Action	Keyboard Shortcut
Previous Section	`Ctrl + 🠘`
Next Section	`Ctrl + 🠚`
List of Subsections	`Ctrl + x`
Search	`Ctrl + Shift + F`
Open All Codes and Outputs in a Post	`Alt + 🠛`
Close All Codes and Outputs in a Post	`Alt + 🠙`

When benchmarking, the equivalence of time measures is as follows.

Unit	Acronym	Measure in Seconds
Seconds	s	1
Milliseconds	ms	10^-3
Microseconds	μs	10^-6
Nanoseconds	ns	10^-9

Links
BOOK in PDF
Dark Mode

Personal

Website

9e. Reductions

Martin Alfaro

PhD in Economics

Code Script

The scripts of this section are available here under the name allCode.jl. They've been tested under Julia 1.11.8.

Introduction

Reductions are a computational technique for operations that take a collection as their input and return a single element as their output. Such operations arise naturally in a wide range of contexts, with summary statistics as a typical example (e.g., averages, variances, or maxima of collections).

The technique involves iteratively applying an operation to pairs of elements, accumulating the results at each step until the final output is obtained. A classic example of reduction is the summation of all numeric elements in a vector. This arrives at the final result by applying the addition operator + to pairs of elements, iteratively updating the accumulated sum. The technique applied to this case is illustrated below.

x = rand(100)

foo(x) = sum(x)

Output in REPL

julia>

foo(x)

48.447

x = rand(100)

function foo(x)
    output = 0.0

    for i in eachindex(x)
        output = output + x[i]
    end

    return output
end

Output in REPL

julia>

foo(x)

48.447

x = rand(100)

function foo(x)
    output = 0.0
    
    for i in eachindex(x)
        output += x[i]
    end

    return output
end

Output in REPL

julia>

foo(x)

48.447

The last tab implements the reduction via an update operator. These operators are frequently used in reductions because they streamline notation, rewriting expressions like x = x + a in the more compact form x += a.

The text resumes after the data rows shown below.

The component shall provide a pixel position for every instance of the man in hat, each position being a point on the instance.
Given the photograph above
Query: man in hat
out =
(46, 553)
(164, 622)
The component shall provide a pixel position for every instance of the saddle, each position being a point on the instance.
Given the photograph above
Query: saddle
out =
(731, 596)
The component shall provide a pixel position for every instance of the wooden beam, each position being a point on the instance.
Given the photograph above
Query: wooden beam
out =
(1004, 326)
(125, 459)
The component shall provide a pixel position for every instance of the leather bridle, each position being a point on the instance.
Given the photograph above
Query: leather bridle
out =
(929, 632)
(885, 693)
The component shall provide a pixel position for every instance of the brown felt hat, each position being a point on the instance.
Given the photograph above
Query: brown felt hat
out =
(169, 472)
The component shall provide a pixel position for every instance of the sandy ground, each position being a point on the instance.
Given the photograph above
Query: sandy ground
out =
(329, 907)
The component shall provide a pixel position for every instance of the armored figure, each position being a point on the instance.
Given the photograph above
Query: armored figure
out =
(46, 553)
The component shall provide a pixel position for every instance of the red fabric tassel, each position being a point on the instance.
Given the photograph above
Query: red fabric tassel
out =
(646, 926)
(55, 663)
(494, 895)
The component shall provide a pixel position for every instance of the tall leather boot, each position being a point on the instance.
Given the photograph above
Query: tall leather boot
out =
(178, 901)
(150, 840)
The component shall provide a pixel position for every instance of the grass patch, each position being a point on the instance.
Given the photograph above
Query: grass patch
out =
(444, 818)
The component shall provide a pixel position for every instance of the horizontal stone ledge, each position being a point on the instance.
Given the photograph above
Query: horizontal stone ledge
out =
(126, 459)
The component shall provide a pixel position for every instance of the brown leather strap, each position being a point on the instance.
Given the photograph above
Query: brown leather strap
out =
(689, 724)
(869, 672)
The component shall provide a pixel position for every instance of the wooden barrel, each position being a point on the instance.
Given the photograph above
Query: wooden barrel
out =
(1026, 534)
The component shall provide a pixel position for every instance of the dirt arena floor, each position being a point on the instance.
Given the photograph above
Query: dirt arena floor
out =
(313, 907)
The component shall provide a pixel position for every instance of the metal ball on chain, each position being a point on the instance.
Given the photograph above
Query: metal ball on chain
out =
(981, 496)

The main benefit of reductions is that, by operating on scalars, they don't create memory allocations. This is particularly convenient when a vector must be transformed prior to aggregating the result. For instance, if you need to compute sum(log.(x)), a reduction would avoid the allocations of the intermediate vector log.(x).

Implementing Reductions

Technically, reductions iteratively apply a binary operation to pairs of values, ultimately producing a scalar result. For a reduction to be valid, the binary operation must satisfy two mathematical properties:

Associativity: the grouping of operations doesn't affect the outcome. For example, scalar addition is associative because $(a + b) + c = a + (b + c)$.
Existence of an identity element: there exists an element that, when combined with any other element through a binary operation, leaves that element unchanged. For example, the identity element of scalar addition is $0$ because $a + 0 = a$.

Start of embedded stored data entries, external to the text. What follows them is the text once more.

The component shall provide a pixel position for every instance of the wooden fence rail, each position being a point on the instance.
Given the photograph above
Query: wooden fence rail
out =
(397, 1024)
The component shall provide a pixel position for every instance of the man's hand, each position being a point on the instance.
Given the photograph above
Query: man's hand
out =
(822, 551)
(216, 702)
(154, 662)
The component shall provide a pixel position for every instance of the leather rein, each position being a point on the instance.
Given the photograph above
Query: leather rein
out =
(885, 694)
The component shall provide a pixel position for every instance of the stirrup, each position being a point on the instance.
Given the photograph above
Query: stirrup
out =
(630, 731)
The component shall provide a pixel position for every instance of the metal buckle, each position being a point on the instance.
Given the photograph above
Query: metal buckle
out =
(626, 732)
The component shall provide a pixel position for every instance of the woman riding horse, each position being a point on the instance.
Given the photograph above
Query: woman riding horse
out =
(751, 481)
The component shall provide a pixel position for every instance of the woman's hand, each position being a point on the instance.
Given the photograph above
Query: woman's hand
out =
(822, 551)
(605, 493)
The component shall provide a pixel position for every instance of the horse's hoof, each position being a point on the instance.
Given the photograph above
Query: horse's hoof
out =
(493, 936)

The identity element serves as the initial value of the accumulator variable. [note] Strictly speaking, an identity element isn’t always required. In many cases, no natural identity exists, yet the first element of the collection can serve as the initial value. For simplicity, however, we assume the existence of an identity element as a requirement. Each operation has its own identity element, as shown in the table below.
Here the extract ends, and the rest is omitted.